“I’ve been developing my own handicapping software as a hobby since 2007, but the biggest problem I’ve faced is having enough data to properly calibrate and test the system,” said Ligett. “The data provided as part of the contest is just what I needed to move the idea forward.”
Lock up data, squelch innovation. Give developers data, spur innovation.

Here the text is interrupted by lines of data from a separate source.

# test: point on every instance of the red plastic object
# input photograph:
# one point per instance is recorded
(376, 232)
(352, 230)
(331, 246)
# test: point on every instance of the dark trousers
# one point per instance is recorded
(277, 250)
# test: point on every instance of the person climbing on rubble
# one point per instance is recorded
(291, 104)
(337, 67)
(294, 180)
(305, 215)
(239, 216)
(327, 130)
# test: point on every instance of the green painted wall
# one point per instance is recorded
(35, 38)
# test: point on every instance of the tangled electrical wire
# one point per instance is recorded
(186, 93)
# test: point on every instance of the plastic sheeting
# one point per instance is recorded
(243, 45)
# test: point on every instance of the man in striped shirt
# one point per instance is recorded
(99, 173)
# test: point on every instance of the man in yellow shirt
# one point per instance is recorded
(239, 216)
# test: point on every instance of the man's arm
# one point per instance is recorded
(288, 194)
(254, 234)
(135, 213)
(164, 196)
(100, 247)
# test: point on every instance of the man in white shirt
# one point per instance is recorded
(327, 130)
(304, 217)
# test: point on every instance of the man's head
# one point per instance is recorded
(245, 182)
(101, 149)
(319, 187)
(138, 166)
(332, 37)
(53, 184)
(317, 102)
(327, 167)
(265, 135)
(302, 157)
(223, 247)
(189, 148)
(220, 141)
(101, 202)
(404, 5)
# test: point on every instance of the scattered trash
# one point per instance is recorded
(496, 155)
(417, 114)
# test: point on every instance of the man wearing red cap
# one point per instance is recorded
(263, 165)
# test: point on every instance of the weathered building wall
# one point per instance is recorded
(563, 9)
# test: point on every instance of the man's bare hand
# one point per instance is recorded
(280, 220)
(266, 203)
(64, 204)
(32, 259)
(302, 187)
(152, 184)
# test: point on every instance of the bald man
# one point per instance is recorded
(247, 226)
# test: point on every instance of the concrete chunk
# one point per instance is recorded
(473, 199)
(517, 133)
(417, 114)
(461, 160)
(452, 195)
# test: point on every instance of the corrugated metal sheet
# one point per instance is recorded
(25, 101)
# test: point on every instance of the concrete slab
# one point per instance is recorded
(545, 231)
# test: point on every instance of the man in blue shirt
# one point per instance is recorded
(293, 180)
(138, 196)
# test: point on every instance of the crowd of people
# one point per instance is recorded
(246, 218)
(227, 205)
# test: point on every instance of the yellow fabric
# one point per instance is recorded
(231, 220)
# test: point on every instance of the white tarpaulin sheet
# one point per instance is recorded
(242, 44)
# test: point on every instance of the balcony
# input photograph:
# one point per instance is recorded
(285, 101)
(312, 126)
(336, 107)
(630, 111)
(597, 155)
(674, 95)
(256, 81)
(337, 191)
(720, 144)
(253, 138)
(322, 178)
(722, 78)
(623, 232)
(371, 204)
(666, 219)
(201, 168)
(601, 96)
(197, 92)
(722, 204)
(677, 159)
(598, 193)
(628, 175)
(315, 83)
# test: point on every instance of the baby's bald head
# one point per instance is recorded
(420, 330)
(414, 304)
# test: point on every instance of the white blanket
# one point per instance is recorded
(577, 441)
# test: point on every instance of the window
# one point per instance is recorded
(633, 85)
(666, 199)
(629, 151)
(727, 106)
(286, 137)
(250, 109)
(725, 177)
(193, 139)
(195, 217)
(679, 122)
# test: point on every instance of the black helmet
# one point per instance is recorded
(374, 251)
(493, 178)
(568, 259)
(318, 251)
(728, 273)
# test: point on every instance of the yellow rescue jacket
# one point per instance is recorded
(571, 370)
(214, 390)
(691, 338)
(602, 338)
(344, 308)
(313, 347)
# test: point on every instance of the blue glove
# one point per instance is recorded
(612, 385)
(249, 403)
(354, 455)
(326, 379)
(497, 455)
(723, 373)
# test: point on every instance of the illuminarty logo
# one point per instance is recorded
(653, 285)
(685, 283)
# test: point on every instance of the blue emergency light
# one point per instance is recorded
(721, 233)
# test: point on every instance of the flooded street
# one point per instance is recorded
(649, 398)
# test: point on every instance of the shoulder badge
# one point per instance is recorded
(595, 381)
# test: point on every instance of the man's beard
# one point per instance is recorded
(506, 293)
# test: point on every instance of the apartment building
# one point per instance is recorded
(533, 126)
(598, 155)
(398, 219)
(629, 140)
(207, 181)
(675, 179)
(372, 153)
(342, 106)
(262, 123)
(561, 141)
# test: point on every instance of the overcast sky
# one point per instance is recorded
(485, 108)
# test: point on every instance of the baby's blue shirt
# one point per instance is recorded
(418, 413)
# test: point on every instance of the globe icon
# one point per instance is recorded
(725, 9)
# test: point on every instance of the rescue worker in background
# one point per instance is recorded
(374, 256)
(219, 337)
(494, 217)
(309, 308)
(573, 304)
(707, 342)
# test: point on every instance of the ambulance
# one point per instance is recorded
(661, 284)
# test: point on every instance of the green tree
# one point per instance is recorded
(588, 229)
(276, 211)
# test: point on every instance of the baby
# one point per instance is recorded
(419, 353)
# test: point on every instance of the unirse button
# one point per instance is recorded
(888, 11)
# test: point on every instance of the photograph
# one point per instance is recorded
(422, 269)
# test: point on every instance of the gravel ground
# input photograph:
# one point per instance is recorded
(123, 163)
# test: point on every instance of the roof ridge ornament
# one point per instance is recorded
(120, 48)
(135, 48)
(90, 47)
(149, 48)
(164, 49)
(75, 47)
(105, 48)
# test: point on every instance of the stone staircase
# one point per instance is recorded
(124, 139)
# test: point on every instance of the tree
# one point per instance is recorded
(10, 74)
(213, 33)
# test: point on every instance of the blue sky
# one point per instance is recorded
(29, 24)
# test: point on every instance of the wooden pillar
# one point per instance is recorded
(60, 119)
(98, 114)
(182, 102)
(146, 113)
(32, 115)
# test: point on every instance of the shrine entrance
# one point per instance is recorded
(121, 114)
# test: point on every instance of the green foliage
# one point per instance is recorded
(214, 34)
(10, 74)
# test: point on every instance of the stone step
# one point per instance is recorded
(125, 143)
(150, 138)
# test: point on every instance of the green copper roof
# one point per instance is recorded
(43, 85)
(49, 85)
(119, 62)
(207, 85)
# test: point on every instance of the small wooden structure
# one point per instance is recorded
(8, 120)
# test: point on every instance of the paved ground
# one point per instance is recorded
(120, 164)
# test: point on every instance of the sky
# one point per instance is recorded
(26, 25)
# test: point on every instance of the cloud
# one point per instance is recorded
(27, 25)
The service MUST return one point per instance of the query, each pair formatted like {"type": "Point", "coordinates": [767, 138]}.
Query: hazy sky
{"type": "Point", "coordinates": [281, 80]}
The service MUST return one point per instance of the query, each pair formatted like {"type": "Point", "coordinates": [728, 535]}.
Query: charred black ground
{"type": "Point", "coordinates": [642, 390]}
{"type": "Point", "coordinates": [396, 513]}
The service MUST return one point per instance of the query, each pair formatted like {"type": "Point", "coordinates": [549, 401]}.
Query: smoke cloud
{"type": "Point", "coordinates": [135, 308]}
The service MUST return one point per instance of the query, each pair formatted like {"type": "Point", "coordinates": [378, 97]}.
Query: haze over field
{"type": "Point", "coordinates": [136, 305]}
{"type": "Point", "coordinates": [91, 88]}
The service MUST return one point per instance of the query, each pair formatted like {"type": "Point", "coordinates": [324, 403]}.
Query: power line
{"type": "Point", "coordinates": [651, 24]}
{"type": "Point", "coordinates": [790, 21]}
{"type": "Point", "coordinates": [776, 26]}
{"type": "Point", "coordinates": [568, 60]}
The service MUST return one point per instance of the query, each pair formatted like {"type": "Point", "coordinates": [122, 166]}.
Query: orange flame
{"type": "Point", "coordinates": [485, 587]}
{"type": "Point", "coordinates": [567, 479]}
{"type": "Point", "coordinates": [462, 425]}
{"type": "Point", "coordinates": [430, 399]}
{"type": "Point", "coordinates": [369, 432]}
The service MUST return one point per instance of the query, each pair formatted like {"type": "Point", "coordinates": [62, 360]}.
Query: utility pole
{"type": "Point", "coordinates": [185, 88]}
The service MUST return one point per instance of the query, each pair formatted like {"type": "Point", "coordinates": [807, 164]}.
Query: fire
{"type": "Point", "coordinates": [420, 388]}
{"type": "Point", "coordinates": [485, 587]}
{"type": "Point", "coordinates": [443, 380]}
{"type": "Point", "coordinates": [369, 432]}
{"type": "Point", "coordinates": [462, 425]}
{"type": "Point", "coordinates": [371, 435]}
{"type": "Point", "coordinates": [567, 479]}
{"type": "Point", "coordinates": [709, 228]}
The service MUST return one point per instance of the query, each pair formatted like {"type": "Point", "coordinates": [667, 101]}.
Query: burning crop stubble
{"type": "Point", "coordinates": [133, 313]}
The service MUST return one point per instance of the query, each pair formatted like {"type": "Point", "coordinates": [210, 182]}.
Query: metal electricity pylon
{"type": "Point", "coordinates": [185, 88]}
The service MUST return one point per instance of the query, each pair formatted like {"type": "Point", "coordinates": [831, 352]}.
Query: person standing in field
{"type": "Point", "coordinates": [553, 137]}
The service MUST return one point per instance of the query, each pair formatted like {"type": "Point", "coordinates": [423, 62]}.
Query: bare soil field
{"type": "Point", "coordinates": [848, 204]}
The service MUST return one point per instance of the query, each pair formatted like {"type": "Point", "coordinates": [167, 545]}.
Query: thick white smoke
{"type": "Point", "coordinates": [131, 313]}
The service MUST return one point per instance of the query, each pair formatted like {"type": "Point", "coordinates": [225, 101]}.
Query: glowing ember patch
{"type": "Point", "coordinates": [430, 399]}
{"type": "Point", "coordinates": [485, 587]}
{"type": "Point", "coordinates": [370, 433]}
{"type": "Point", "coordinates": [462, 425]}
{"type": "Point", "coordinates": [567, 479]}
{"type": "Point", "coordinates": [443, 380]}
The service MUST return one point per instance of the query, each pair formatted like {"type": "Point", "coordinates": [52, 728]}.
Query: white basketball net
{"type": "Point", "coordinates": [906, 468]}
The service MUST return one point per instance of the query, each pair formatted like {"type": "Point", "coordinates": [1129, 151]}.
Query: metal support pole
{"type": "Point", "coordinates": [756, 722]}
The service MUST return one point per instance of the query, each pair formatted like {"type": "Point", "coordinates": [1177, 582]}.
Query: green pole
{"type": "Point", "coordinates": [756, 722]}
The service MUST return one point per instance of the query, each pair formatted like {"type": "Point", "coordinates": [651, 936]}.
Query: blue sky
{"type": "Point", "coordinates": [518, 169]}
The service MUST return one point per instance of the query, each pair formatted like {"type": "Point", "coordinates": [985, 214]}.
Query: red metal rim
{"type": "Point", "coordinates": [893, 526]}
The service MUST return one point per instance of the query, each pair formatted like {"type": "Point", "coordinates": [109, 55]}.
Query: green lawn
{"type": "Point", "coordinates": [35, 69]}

Dublin, dropped from my PDI top 10 after the Arkansas Derby, returns this week at #1, a move driven by Eskendereya’s withdrawal from the race and a few hours with the past performances. Last week, when the field was looking set, I was intent on figuring out who would run behind Eskendereya — I know, I should feel more embarrassed to admit that. Every wise guy out there has been complaining about how with the loss of Esky, all the odds on the horses they were really planning to play have plunged. Whatever. The colt had the two best Beyer speed figures of this bunch, a perfect prep season, a fitting pedigree. He’s also physically impressive — watching at Aqueduct on Wood Day, I was struck by how much more mature and robust he looked than the other starters (check out his chest and shoulders in this photo by Sarah K. Andrew). Watching the Wood replay, what grabbed my attention was how much he reminded me of Big Brown (and I wasn’t even a Big Brown fan), exhibiting a similar control and ease as he took the lead and drew away. I was going to bet the chalk on Saturday, and happily.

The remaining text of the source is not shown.